Weakly Supervised Person Re-ID: Differentiable Graphical Learning and A New Benchmark (1904.03845v3)

Published 8 Apr 2019 in cs.CV and cs.AI

Abstract: Person re-identification (Re-ID) benefits greatly from the accurate annotations of existing datasets (e.g., CUHK03 [1] and Market-1501 [2]), which are quite expensive because each image in these datasets has to be assigned with a proper label. In this work, we ease the annotation of Re-ID by replacing the accurate annotation with inaccurate annotation, i.e., we group the images into bags in terms of time and assign a bag-level label for each bag. This greatly reduces the annotation effort and leads to the creation of a large-scale Re-ID benchmark called SYSU-30$k$. The new benchmark contains $30k$ individuals, which is about $20$ times larger than CUHK03 ($1.3k$ individuals) and Market-1501 ($1.5k$ individuals), and $30$ times larger than ImageNet ($1k$ categories). It sums up to 29,606,918 images. Learning a Re-ID model with bag-level annotation is called the weakly supervised Re-ID problem. To solve this problem, we introduce a differentiable graphical model to capture the dependencies from all images in a bag and generate a reliable pseudo label for each person image. The pseudo label is further used to supervise the learning of the Re-ID model. When compared with the fully supervised Re-ID models, our method achieves state-of-the-art performance on SYSU-30$k$ and other datasets. The code, dataset, and pretrained model will be available at \url{https://github.com/wanggrun/SYSU-30k}.

Citations (5)

View on Semantic Scholar

Summary

The paper demonstrates that weakly supervised learning with bag-level annotations effectively reduces labor costs while maintaining competitive accuracy.
The paper introduces a novel differentiable graphical model that generates pseudo-labels and integrates seamlessly with deep neural networks.
The paper validates the approach on the SYSU-30k benchmark, showcasing performance that rivals and sometimes surpasses fully supervised models.

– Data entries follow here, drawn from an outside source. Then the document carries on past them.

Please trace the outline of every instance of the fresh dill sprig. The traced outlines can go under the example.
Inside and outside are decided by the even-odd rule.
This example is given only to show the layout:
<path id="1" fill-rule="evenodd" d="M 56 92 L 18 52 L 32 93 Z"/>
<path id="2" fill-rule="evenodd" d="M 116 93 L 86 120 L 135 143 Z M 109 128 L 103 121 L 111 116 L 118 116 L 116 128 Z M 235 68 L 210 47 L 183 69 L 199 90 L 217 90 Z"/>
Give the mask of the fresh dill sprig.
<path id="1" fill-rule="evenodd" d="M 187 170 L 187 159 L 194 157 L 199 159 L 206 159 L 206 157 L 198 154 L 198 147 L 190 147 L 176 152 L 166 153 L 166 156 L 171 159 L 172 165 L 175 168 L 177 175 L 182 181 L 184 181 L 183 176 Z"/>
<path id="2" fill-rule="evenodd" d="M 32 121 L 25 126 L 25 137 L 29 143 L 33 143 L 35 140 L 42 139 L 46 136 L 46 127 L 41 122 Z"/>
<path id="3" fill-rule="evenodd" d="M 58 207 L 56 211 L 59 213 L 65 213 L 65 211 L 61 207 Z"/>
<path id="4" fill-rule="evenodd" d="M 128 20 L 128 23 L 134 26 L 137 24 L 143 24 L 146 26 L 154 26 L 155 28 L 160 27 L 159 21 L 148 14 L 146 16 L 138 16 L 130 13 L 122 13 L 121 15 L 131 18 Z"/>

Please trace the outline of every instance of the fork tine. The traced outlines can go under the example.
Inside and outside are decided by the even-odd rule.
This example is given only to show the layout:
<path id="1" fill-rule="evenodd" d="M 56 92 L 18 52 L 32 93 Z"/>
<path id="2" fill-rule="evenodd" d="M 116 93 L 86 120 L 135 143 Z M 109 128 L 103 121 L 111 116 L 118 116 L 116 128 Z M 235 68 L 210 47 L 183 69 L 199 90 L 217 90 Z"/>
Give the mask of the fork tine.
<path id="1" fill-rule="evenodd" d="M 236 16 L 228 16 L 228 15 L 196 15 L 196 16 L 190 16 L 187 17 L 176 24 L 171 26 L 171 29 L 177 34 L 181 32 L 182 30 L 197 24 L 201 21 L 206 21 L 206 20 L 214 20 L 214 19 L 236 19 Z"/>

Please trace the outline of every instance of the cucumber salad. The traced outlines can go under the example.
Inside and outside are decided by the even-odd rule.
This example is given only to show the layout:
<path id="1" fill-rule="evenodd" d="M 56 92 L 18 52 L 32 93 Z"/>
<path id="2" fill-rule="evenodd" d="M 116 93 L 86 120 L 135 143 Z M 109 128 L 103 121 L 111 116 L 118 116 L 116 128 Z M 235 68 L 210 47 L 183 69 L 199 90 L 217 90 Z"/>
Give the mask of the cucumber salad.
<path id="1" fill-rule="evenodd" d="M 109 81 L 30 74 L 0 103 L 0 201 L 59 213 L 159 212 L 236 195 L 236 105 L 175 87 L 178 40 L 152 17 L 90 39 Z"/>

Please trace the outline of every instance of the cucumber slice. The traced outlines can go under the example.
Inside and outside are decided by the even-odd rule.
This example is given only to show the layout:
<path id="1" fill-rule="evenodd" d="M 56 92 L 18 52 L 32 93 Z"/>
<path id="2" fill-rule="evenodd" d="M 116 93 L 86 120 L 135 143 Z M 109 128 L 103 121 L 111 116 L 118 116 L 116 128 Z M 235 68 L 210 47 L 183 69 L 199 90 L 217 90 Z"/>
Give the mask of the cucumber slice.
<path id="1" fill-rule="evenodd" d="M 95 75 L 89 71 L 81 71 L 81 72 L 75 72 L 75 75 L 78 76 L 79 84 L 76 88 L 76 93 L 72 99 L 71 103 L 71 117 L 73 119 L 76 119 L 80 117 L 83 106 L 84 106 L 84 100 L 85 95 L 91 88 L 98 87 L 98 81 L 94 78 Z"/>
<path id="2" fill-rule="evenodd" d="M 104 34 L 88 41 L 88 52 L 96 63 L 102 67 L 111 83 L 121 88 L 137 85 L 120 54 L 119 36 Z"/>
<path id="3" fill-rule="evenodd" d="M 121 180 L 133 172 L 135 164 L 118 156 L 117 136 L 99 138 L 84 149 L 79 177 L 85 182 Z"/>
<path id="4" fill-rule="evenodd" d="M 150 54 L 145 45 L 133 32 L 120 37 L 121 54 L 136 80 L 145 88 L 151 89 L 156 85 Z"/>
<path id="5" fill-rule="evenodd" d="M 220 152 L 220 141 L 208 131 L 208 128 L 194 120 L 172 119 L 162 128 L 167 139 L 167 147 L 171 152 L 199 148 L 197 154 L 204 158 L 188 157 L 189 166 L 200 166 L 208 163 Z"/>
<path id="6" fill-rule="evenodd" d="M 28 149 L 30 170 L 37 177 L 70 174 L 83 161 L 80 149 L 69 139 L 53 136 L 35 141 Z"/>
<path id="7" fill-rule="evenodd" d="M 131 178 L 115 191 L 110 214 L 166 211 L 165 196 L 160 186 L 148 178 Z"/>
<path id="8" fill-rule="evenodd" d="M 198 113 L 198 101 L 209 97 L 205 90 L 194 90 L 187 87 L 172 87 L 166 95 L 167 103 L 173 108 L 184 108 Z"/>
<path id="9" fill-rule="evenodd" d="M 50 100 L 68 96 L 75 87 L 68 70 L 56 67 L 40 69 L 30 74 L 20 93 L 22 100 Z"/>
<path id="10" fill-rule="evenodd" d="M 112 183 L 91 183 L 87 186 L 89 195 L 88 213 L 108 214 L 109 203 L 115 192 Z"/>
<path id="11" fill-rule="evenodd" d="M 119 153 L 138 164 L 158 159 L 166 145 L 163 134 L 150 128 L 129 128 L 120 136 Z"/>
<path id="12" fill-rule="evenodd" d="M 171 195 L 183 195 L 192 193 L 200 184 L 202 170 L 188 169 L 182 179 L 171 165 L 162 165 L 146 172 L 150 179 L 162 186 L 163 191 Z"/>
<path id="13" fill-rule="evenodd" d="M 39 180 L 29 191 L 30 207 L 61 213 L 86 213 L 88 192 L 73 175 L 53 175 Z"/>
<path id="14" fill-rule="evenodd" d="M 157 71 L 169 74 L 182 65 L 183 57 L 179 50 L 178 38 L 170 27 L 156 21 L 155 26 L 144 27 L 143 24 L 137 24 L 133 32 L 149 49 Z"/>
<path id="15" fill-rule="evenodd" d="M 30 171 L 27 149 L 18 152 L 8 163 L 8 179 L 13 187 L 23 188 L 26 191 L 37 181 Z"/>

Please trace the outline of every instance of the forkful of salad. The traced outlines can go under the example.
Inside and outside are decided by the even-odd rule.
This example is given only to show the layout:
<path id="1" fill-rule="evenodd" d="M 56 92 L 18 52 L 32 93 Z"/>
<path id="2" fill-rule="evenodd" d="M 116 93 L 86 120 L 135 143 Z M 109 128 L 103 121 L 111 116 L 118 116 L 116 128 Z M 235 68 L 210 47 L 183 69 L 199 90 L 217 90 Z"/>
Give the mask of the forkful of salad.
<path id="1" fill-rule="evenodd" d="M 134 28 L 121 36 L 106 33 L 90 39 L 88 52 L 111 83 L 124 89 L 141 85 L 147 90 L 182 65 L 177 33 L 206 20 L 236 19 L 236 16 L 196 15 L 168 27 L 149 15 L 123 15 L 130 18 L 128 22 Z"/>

Insights into Weakly Supervised Person Re-Identification and Differentiable Graphical Learning

The paper "Weakly Supervised Person Re-ID: Differentiable Graphical Learning and A New Benchmark" by Guangrun Wang et al. presents an innovative approach to person re-identification (Re-ID) through weakly supervised learning. The authors introduce a large-scale benchmark, SYSU-30k, characterized by weak annotations, and develop a cutting-edge graphical model that operates within a weakly supervised framework. Throughout the paper, the authors navigate the complexities of Re-ID, demonstrating how weak supervision can effectively reduce laborious annotation costs while maintaining high levels of accuracy.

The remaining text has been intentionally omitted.